There are a few ways of doing this. The easy way (and as far as I'm concerned, the right way) and the hard way.

The easy way

Basically, buy the front end of the same car and merge them. The front end, or front clip, usually,  has the engine, dash, steering wheel, suspension, and occasionally even wheels. Basically, it's a the front of a car.  Usually it was a car, and the front was removed, so the motor has mileage on it.  The history of these clips is usually super vague.  Some of the cars could have been rear-ended... some just old and then chopped. If you can get a history, you should.

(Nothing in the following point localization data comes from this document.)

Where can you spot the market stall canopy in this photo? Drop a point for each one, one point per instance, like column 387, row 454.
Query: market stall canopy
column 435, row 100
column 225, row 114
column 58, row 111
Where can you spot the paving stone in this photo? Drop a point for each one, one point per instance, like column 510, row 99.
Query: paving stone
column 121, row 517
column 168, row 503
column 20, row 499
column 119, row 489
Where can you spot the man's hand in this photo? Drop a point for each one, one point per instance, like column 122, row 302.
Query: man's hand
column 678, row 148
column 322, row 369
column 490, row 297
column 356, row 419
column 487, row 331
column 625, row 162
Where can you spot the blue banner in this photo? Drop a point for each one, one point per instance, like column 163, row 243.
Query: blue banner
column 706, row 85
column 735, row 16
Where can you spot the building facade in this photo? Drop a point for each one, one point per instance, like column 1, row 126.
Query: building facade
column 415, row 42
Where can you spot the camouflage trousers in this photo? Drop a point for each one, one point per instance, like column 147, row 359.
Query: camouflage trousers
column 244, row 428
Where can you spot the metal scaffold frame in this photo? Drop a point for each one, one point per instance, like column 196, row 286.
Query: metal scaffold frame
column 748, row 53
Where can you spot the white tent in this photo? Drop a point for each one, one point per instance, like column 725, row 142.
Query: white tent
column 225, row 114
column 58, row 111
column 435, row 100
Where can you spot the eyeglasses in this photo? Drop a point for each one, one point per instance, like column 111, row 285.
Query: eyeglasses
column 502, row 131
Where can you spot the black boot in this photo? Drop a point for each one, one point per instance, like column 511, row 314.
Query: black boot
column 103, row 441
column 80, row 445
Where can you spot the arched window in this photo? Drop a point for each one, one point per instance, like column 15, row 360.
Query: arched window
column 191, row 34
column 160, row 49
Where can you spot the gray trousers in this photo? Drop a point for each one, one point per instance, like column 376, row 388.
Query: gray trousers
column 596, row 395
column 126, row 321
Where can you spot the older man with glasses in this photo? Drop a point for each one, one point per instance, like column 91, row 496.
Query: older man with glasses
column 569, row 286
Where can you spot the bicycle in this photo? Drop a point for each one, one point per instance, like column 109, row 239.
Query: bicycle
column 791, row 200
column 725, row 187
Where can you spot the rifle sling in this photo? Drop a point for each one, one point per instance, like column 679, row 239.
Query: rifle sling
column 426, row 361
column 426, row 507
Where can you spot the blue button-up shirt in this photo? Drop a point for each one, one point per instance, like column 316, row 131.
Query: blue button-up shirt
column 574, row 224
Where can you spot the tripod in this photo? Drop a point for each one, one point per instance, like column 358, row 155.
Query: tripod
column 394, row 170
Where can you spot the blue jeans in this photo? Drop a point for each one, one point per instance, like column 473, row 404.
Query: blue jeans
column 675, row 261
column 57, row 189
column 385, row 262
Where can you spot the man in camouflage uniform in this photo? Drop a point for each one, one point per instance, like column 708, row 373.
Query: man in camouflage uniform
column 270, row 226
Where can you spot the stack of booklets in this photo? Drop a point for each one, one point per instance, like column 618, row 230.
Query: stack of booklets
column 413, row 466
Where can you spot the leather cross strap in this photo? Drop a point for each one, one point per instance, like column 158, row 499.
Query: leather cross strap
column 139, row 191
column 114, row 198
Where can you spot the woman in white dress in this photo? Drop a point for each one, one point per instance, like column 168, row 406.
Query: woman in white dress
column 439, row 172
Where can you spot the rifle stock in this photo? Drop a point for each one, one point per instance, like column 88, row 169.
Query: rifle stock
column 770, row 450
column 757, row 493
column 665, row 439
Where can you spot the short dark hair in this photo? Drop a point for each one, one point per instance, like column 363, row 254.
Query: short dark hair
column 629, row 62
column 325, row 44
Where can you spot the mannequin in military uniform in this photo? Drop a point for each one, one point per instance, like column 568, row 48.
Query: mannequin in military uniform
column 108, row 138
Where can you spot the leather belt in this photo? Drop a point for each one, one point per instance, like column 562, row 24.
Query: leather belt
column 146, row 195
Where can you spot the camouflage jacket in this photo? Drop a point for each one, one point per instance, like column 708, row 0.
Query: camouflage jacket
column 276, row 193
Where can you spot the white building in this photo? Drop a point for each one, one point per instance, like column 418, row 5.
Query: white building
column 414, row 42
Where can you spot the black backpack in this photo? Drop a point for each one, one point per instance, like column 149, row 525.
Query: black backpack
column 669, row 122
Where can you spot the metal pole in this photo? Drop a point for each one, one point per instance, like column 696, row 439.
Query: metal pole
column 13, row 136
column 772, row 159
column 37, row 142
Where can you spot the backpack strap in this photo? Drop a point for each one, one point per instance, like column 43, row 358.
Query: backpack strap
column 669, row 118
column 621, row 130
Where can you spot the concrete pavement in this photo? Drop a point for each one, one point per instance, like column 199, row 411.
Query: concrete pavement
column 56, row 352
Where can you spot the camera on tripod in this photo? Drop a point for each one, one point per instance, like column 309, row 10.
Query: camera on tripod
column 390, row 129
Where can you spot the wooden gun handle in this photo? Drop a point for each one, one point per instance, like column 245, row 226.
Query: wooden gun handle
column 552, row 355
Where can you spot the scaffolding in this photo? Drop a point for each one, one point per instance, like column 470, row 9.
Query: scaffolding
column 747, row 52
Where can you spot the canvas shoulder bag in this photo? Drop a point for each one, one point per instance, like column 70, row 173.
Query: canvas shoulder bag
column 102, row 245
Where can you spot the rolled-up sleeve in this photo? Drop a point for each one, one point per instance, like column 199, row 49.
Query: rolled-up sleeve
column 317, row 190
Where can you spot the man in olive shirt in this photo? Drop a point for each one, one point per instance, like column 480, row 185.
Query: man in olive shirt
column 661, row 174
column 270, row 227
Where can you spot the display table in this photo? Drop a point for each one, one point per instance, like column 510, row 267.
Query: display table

Civic with Integra front end

So, you have a car dashboard-forward from one car, and your existing car. Now... make one car. That's it. Cut off the front of your existing car and add the front of another. Some people do weird things like put the front of an Acura Integra onto a Honda Civic. Although it's cool and unique it looks like the bastard child of 90s Japanese cars. (Nabbed from Stance is Everything - no offense to the owner.)

At any rate, it's still a lot of work. Check out the video below (credit to Duc) to get a glimpse of how much work it is, and see the parts and tools you'd need.

The hard way

Do it yourself. This could go a thousand different directions, so I can't really get into it.  Some people fab their own dashboard, steering everything... it's kind of crazy.  There's some really neat stuff people do, but it's a lot of hard work.  The difficulty depends on what kind of car you have.  Look under your hood and see where the steering column is, and where you could put one.  There's conversion parts available for various models online, again, check out what there is for your model.

Purchasing a Right Hand Drive that's a Conversion

This question comes up a lot.  The main reason why, is that there is no good answer to this question. Every car that's been converted has it's own story and is done by someone with a different skill level.  Some might be Joe Shmow in his garage, and it could be horrible. Some might be Joe Shmow in his garage and be perfect.  There are some shops that specialize in conversions, even those could be hit or miss.

Overall, if you're interested in one, look it over in detail, especially at the welds. The welds will be by the A pillar and in front of the doors on the chassis. Look under the car, if you don't know what you're looking for, ask the dude that's selling it.

If a job is poorly done, the car will look like it's sagging.  The extra force on the A pillar will put pressure on both the windshield and the top of the car doors.  If the doors 'shut really tight on the bottom', that's a bad thing. If the glass is starting to unexplainably crack in weird places.... that's a really bad thing.

Is it Dangerous?

It sure as hell can be.  Even if the car isn't sagging and is done pretty well, you're driving two cars that have been frankensteined together.  If you get in an accident the welds might not hold up like the factory welds, because they're not as thoroughly tested as a regular car. Conversely, if the person knew what they were doing it could be better, and up to racing standards. Each one of these cars is so unique it's impossible to say.